7.     How did the authors ascertain that the retarded virulence traits were real and not attributed to a defective growth phenotype in the tested strains?

8.     In the Chinese Cabbage Infection Assay: please indicate how the infection/damage degree was estimated? Did the authors include control experiments here?

9.     In the Swimming, Swarming and Twitching Motility Assay: please indicate how the diameter of zones was estimated. How did the authors use crystal violet? 

10.  In figure 1: I am confused with the term fragments A-E. Also, the figure itself is not helpful. Please provide a detailed description of these fragments in the main text.

11.  General comment 2: in all figures, please add a brief description of the experiment itself. It would be helpful too to mention which statistical used was used to analyse each figure.

12.  For the complementation strategies used. The authors need to explain whether they used in-cis order trans complementation strategy.

13.  In line 284-285: describing the results at this point so is misleading. It would be enough at this point to mention that this phenotype is attributed to the deletion of nuoN.

14.  Despite that the CTX-based reporter fusion experiments are very interesting; however, the qRT-PCR would be much more reliable than measuring the luminesce in a plate reader. At least the expression of exoS in the PA2649-mutant should be measured by qRT-PCR. Please also indicate how the CPS/OD values were calculated.

15.  In line 317: the assumption that the expression of GacA was reduced in the mutant strain is incorrect and does not fit with the results in figure 3.

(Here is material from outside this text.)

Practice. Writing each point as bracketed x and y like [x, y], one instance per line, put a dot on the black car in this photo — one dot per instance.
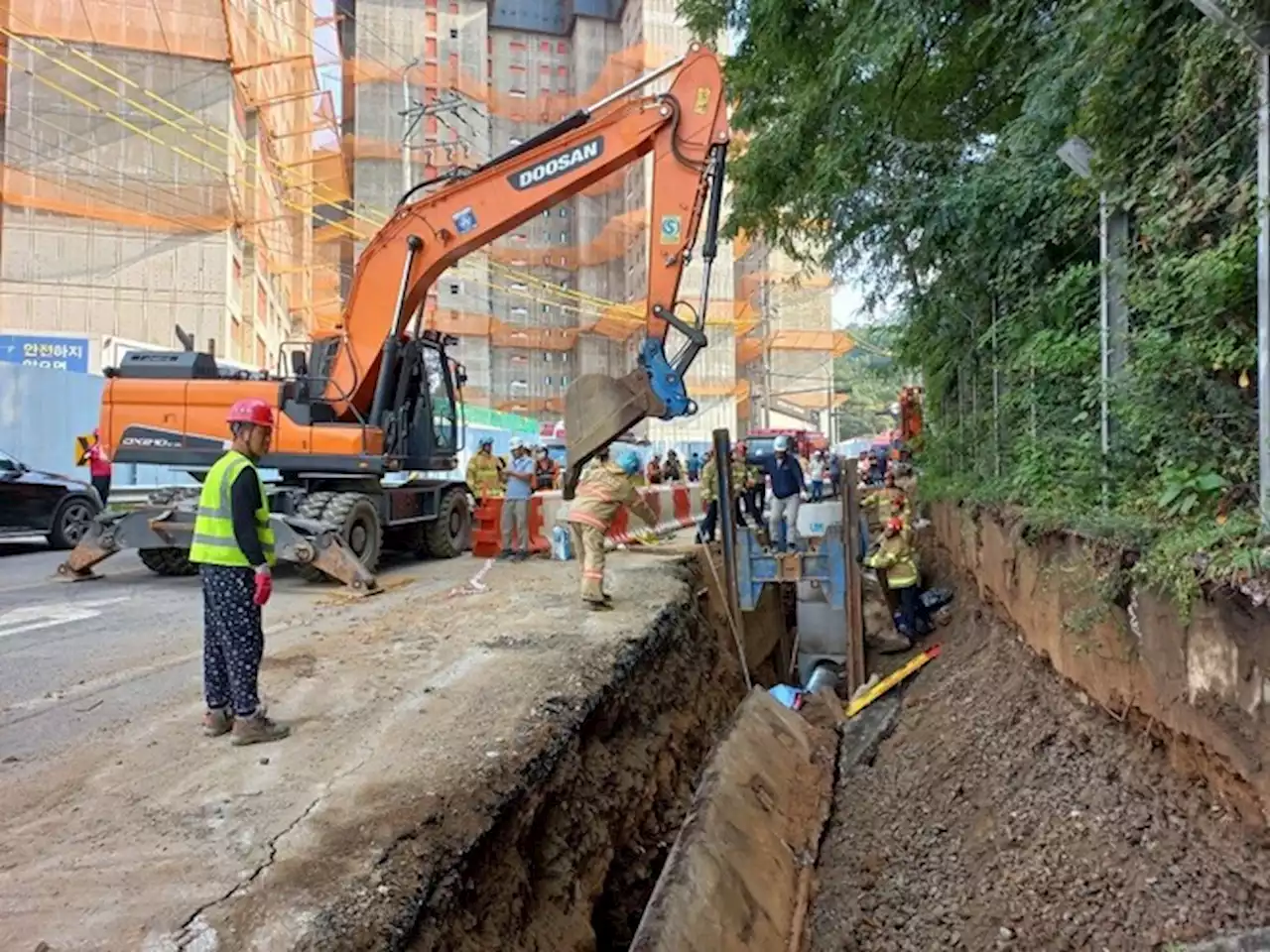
[41, 503]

16.  In figure 7: the data of the biofilm formation do not match with the data in figure 1. The expression vales of exoS at 6 and 24 hours for the WT, PA2649-mutant and complemented strain looks identical. Only at the time frame of 6-12 hours the expression values at the mutant strain are much higher than the two other strains. Why the biofilm formation at 24 hours showed no difference between the three strains; despite the differences were clear at 6 hours? Could be this phenotype exoS-independent?

17.  In figure 7: it is difficult to imagine that the deletion of PA2649 completely aborted the proteolytic activity as indicated in figure 7F. This also does not match with figure 2A where several other smaller proteins are detected in the PA2649-mutant strain.

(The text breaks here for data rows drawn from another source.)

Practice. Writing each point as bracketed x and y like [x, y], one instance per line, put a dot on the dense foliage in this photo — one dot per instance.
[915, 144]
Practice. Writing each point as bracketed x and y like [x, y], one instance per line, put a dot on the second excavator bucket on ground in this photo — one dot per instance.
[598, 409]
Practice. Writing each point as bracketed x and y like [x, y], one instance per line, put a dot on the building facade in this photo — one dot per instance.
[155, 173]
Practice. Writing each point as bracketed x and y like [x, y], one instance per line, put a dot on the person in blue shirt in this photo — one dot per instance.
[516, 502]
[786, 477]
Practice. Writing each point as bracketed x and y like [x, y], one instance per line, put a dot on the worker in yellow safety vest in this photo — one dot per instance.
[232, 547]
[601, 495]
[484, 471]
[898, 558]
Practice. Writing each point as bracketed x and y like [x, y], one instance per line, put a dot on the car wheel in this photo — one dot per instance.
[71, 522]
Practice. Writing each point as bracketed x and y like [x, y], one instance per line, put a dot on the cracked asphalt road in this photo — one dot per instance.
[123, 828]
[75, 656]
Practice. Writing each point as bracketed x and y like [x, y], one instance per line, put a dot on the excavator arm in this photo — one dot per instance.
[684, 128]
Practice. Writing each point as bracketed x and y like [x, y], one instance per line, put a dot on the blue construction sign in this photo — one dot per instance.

18.  In the discussion part: it would be worth to include some information related to the importance of nuoN as an effector of resistance of Pseudomonas aeuroginosa to penicillin-based therapies. This would provide somehow completed picture about the antibiotic resistance profile affected by nuoN.

19.  Why did the authors choose to isolate the EXOS proteins after 6 hours, despite the data in figure 1 showed that the higher expression values were detected after 9 and 12 hours?

 

Comments for author File: Comments.pdf

Author Response

Please see the attachment.

Author Response File: Author Response.pdf

Round 2

Reviewer 1 Report

Comments and Suggestions for Authors

I consider that the observations and suggested corrections were attended to favorably; therefore, this version of the manuscript can be published.